Nosso objetivo são as pessoas

Ontem, participei de uma missa/culto na Catedral Anglicana de São Paulo. do centésimo dia da partida de um amigo para outro plano, no ano passado.

Não sei se é por força do hábito, mas acabo sempre avaliando a performance geral dos eventos. Brincando, havia ali mais de quinhentas pessoas presentes, salvo engano. As contas começam a multiplicar, somar, diminuir e dividir, na minha cuca. Sou do tempo em que não se usava calculadora de forma alguma e em lugar nenhum.

Tenho essa tendência em permitir à minha mente fazer contas sem parar. Imagine você, que quando entro em uma estrada para viajar, não preciso pensar em calcular quanto tempo vou levar para chegar em meu destino.

Sem pedir, já aparece a fórmula v=e/t e em segundos já sei a que horas chegarei, se mantiver a velocidade média usada para o cálculo. Eu adoto uma velocidade de dez Kms abaixo do limite determinado pela lei.

Mas, pelo visto, clérigos não são muito bons em contas, tirando o Mala…, claro, ele e outros do estilo dele.

Imagine você reunir 500 pessoas todas as quartas-feiras em sua Igreja. Certamente, aos domingos a frequência dobra.
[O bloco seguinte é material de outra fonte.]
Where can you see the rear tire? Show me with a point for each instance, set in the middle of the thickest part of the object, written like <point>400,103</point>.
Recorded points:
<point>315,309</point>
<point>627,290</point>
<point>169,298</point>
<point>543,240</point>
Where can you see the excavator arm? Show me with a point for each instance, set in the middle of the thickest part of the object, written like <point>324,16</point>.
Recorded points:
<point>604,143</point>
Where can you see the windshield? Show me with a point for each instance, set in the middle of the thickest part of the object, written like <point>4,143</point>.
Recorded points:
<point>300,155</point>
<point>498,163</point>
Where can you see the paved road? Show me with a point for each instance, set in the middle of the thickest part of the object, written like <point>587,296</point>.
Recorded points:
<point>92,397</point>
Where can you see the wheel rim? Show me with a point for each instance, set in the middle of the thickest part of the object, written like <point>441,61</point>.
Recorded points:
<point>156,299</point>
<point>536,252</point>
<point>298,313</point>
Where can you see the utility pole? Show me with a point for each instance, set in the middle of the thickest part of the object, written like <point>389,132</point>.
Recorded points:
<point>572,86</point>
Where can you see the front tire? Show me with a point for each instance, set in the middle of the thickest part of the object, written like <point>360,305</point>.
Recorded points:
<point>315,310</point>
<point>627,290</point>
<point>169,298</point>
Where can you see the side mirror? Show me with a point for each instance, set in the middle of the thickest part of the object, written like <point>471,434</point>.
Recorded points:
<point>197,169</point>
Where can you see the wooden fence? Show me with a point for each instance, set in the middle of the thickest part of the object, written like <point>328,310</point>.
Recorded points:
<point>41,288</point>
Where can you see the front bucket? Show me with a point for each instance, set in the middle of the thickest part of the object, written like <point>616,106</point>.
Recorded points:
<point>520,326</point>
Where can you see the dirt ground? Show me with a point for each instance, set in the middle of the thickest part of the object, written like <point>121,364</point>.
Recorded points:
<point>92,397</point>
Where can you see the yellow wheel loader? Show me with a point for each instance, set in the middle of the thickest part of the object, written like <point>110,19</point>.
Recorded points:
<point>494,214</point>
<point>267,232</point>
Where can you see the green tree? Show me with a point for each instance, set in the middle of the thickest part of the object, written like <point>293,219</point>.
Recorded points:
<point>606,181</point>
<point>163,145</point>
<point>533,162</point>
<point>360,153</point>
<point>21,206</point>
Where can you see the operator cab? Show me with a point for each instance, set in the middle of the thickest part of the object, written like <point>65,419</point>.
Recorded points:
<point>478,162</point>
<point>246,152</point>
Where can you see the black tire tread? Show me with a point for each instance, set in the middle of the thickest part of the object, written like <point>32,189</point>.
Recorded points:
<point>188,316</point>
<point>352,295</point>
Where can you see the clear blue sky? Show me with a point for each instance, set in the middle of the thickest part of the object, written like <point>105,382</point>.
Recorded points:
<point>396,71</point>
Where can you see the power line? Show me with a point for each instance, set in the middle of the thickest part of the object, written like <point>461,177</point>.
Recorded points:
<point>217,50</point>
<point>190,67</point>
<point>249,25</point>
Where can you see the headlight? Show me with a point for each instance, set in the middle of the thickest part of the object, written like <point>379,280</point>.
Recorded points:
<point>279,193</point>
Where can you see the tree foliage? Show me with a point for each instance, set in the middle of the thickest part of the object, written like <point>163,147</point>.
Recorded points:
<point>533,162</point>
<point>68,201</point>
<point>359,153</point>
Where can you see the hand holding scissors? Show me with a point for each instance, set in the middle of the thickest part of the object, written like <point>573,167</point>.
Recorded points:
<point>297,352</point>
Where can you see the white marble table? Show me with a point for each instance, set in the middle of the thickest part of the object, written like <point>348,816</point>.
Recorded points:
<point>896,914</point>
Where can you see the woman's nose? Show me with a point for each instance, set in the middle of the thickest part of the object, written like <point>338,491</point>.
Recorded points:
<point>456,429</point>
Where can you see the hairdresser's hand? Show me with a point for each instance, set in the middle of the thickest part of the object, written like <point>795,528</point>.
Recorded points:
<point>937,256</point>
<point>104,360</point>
Só tem um problema, aqui, se as pessoas comparecem e não são identificadas, cadastradas ou algo assim, sua igreja está colecionando perdas.

Permaneci junto com meus amigos, que não são frequentadores assíduos daquela igreja, cerca de duas horas lá. E ninguém me entregou uma ficha cadastral com o vale brinde a ser retirado no final do serviço religioso. Acredita?

Não são só as igrejas que erram nesse quesito. Sempre que alguém ligado a alguma organização filantrópica me relata um evento realizado, a primeira pergunta que faço a ela é se eles cadastraram todos os presentes. Noventa e nove por cento das vezes a resposta é negativa. Não fazem porque não sabem, ou seus objetivos estão trocados.

Depois, o padre/pastor, muito engraçado por sinal, gastou mais tempo fazendo anúncios (sobre o evento do dia dos namorados em breve, do jantar pra num sei o que, da lanchonete sempre à disposição de todos, antes e depois do culto, dos livrinhos infantis, dos vídeos bzbzbz, etc.) do que no tratar das coisas de Deus.

E olha que no todo, ele até que conseguiu criar algum clima, como na hora da comunhão. Até eu participei, já que era franqueada a todos os presentes; ou na hora do breve sermão, embora ele ainda tenha feito um ou dois comerciais nessa hora, também. Com isso, ele se desgasta, tanto física como moralmente, pois não pega bem pastores, padres e outros clérigos ávidos por grana, fora o acréscimo de tempo ao serviço do culto, com isso.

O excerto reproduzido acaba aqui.